Hart’s current cri de coeur essay is premised on his belief the democratic election mechanisms referenced by “…the Republic for which it stands” in the “Pledge of Allegiance” to the American flag can provide sufficient protections against emerging threats to American democracy. This is not a newfound conviction for the senator but is rooted in his Ph.D. dissertation submitted to Oxford University that explores the uniquely American political and philosophical underpinnings of the “democratic Republic” originally conceived by Thomas Jefferson. Hart writes, “the essence of democracy is the preeminence of the popular vote, and the guarantee of the popular vote is the sovereignty of people, not state legislatures beholden to a party or faction.”

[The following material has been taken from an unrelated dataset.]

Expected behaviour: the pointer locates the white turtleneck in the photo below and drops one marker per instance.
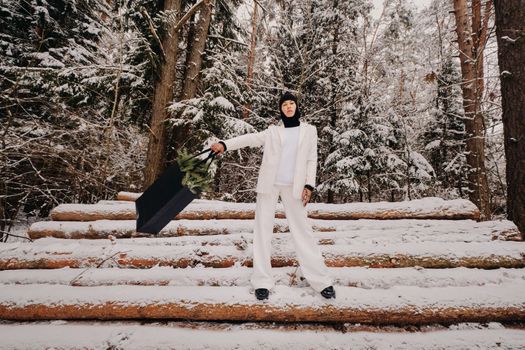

At the Press Club, Hart frequently mentioned the reply popularly attributed to Ben Franklin when asked what kind of government had been approved at the Constitutional Convention, “a republic, if you can keep it.” When the former senator notes the recent “purge” of moderates within the Republican party, he highlights a sense of urgency about what Americans have at risk. Hart’s faith in the ultimate wisdom of voters can be questioned, particularly in the 18 states where 2020 results are still being contested. Amber McReynolds, Colorado’s election maven, points out that Colorado’s 80% voter participation, when compared against 60% for Texas, results directly from election policy — nothing more, nothing less.

Miller Hudson is a public affairs consultant and a former Colorado legislator.